Now we’re sure that some of you may be rolling your eyes towards the ceiling and thinking “not another power hungry, hot and expensive NVIDIA 400-series card”. Believe it or not, we’ll go on record right now by saying that this is one graphics card you'll want to pay attention to because the GTX 460 actually bucks several preconceptions many have had about the GTX 400-series cards. If we don’t yet have your attention, read on and I am sure you’ll start getting excited.
Based off of a GF104 core, the GTX 460 doesn’t sport a 3 billion transistor GF100 with a bunch of disabled cores like the GTX 465 did. Rather, it uses a slimmed down 1.95 billion transistor die which is supposed to offer a much leaner power consumption envelope while being less expensive to produce and extremely compact.
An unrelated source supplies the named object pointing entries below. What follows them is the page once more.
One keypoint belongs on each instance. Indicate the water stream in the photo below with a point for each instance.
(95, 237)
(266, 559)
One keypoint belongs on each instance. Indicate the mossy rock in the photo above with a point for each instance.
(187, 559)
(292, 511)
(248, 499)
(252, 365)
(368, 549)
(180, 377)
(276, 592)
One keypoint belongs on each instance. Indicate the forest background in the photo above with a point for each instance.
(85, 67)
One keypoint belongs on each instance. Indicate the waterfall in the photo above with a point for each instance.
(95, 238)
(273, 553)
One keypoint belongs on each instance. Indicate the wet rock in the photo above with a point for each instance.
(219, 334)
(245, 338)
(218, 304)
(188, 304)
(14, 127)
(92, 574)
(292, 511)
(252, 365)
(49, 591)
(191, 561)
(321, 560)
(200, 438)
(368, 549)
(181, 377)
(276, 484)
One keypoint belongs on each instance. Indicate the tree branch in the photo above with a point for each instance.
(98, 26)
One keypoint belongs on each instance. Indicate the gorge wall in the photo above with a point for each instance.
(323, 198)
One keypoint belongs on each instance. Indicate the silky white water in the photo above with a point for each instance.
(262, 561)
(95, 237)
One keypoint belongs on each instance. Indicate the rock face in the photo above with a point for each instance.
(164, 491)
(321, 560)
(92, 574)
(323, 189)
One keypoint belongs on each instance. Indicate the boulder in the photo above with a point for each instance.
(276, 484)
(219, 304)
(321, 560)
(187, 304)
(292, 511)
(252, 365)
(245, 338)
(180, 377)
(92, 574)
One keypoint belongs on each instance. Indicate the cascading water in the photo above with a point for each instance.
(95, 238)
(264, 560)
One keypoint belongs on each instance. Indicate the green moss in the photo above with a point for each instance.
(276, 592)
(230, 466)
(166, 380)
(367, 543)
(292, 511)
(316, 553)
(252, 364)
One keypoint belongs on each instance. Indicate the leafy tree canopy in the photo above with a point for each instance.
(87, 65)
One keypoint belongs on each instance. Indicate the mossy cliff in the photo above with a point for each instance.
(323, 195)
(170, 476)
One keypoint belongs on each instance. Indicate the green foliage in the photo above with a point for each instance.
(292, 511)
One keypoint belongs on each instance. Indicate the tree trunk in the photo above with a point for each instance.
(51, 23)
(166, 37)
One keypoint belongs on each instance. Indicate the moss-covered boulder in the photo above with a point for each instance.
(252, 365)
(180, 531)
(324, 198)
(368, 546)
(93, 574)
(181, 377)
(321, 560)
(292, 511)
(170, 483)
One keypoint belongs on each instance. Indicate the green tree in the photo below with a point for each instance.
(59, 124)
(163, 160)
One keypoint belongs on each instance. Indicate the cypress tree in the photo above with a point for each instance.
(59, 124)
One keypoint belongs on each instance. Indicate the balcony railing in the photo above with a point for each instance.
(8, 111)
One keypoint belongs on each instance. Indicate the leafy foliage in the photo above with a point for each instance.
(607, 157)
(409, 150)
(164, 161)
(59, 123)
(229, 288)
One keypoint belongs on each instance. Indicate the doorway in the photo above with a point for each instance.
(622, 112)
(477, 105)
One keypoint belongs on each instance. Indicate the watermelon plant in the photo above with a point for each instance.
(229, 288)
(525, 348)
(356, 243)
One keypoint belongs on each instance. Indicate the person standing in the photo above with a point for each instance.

The result is beneficial for consumers on a number of fronts, especially considering NVIDIA will be releasing two versions of the GTX 460 right off the bat. There will be a 1GB, 256-bit SKU that will retail for around $230 while a slightly lower-end 768MB, 192-bit product should hit the magical $199 price point. Both are compatible with all of NVIDIA’s “Graphics Plus” technologies including CUDA and 3D Vision Surround which we talked about at length here.
With the current price points as they are, the GTX 460 768MB is directly targeting the HD 5830’s performance envelope but its price is the same as or slightly below that of most HD 5830 cards on the market. Meanwhile, the $230 GTX 460 1GB is aiming to bridge the sometimes-miniscule gap between the HD 5830 and the higher-end HD 5850s. This also bodes well for those of you who held off buying the $270 GTX 465 since as you will see on the next pages, there are several areas in which this new card has the 465 beat clean in the specs department. Just be aware that in preparation for the GTX 460 landing on store shelves, several of NVIDIA’s board partners have effectively cut the price of their GTX 465s to around $255.
On a final note it is important to note that while we are reviewing both the 768 MB and 1GB cards in this article, it is quite likely that only the 768MB cards will be widely available come launch time. The 1GB cards will slowly trickle in throughout this week with wide availability on the week of July 19th.
All in all, the GTX 460 looks like a worthy successor its predecessors but the biggest question is whether it can actually surpass the higher end cards when it comes to capturing the attention of a market that has been waiting a long time for a proper sub-$250 GPU.